Metadata-Version: 2.1
Name: ens-normalize
Version: 2.0.0
Summary: Ethereum Name Service (ENS) Name Normalizer
Home-page: https://github.com/namehash/ens-normalize-python
License: MIT
Author: Jakub Karbowski
Author-email: jakub@namehash.io
Maintainer: NameHash Team
Maintainer-email: devops@namehash.io
Requires-Python: >=3.9,<4.0
Classifier: License :: OSI Approved :: MIT License
Classifier: Programming Language :: Python :: 3
Classifier: Programming Language :: Python :: 3.9
Classifier: Programming Language :: Python :: 3.10
Classifier: Programming Language :: Python :: 3.11
Requires-Dist: pyunormalize (>=15.0.0,<16.0.0)
Requires-Dist: regex (>=2022.10.31,<2023.0.0)
Project-URL: Repository, https://github.com/namehash/ens-normalize-python
Description-Content-Type: text/markdown

# ENS Normalize Python

![Tests](https://github.com/namehash/ens-normalize-python/actions/workflows/python-app.yml/badge.svg?branch=main)
![PyPI](https://img.shields.io/pypi/v/ens-normalize)
![Coverage](https://raw.githubusercontent.com/namehash/ens-normalize-python/main/coverage_badge.svg)

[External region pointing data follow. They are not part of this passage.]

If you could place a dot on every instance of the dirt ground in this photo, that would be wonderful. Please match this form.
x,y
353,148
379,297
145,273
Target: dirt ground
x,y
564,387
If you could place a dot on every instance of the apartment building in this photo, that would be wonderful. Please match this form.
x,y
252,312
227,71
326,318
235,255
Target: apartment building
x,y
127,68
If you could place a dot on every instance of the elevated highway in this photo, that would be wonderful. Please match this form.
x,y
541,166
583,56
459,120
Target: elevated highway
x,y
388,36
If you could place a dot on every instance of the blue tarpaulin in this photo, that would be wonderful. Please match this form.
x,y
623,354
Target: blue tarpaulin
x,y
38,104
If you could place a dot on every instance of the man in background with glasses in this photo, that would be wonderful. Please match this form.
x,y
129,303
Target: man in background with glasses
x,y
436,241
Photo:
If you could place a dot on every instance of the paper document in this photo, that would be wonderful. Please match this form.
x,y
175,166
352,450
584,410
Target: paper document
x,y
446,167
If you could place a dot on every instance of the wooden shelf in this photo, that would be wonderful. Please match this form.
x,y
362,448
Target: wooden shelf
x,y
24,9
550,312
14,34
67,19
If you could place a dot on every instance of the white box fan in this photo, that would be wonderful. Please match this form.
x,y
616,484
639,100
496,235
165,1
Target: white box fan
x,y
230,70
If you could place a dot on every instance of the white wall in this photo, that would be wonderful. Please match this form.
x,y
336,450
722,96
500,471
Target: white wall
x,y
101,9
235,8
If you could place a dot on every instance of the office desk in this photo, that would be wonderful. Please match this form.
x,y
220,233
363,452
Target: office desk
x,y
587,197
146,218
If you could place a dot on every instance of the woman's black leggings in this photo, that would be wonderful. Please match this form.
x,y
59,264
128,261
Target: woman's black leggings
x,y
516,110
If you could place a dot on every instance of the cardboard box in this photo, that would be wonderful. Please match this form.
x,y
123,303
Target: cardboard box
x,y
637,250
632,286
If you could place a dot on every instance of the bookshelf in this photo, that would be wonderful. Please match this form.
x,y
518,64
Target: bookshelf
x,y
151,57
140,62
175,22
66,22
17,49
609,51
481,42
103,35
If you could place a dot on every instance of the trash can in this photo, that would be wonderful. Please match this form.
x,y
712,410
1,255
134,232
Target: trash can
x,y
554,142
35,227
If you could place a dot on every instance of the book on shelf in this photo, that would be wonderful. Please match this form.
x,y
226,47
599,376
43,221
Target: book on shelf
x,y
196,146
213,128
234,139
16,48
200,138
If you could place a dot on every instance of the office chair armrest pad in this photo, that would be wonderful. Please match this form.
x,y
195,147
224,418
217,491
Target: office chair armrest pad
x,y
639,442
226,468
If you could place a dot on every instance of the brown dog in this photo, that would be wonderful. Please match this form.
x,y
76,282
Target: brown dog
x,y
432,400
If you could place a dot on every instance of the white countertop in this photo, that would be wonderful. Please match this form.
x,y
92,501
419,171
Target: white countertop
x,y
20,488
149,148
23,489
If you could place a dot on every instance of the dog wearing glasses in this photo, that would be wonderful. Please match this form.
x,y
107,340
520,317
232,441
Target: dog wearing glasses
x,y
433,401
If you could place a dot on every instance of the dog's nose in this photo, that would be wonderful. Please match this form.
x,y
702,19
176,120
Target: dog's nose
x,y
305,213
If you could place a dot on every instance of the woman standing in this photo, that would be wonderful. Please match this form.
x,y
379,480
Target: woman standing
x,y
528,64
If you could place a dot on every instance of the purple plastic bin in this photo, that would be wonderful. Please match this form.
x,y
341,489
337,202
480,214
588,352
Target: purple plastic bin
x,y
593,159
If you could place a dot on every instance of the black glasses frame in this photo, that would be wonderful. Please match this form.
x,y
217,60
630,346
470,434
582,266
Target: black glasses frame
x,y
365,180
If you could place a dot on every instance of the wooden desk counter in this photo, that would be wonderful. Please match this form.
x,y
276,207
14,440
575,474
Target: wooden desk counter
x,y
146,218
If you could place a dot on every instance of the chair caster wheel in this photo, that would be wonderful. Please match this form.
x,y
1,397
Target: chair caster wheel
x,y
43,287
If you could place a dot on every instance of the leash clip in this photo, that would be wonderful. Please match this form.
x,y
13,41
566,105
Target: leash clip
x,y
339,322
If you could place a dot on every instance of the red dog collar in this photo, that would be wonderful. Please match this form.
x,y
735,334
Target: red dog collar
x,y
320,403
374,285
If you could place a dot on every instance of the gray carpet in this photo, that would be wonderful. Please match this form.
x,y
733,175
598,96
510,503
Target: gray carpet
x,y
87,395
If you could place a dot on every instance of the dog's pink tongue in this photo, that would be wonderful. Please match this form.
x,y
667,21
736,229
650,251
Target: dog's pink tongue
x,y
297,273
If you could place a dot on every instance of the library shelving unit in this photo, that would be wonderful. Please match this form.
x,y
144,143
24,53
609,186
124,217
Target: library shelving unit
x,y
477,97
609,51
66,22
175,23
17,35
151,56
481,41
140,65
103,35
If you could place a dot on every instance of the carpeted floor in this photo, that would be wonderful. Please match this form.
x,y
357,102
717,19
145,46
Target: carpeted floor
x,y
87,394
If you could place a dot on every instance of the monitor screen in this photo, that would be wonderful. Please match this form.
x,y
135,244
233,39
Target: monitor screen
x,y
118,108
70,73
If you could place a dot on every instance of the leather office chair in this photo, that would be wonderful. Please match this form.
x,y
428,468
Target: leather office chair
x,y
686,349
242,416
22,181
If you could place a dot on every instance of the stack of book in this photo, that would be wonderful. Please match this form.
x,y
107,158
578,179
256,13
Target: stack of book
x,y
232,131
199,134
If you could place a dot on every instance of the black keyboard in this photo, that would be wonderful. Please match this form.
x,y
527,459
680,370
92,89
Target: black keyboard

* Python implementation of the [ENS Name Normalization Standard](https://github.com/adraffy/ensip-norm/blob/main/draft.md).
  Thanks to [Adraffy](https://github.com/adraffy) for his leadership in coordinating the definition of this standard with the ENS community.
* Passes **100%** of the [official validation tests](https://github.com/adraffy/ens-normalize.js/tree/main/validate) (validated automatically with pytest, see below).
* Passes an [additional suite of further tests](/tools/updater/update-ens.js#L54) for compatibility with the official [Javascript reference implementation](https://github.com/adraffy/ens-normalize.js) and code testing coverage.
* Based on [JavaScript implementation version 1.9.0](https://github.com/adraffy/ens-normalize.js/tree/4873fbe6393e970e186ab57860cc59cbbb1fa162).

## Glossary

* name - a full domain name, e.g. `nick.eth`
* label - a part of a name separated by a dot, e.g. `nick` and `eth` are labels in `nick.eth`
* normalized name - name that is already in normalized form according to the ENS Normalization Standard
* normalizable name - name that is normalized or that can be converted into a normalized name using `ens_normalize`
* disallowed name - name that is not normalized or normalizable
* curable name - name that may be disallowed but can still be converted into a normalized name using `ens_cure`
* fatal error - a `DisallowedNameError` object thrown by `ens_normalize` that contains only general information about the error and no possible fixes
* curable error - a `CurableError` object (inherits from `DisallowedNameError`) thrown by `ens_normalize` that contains information about a possible fix for the error

## Usage

The package is available on [pypi](https://pypi.org/project/ens-normalize/)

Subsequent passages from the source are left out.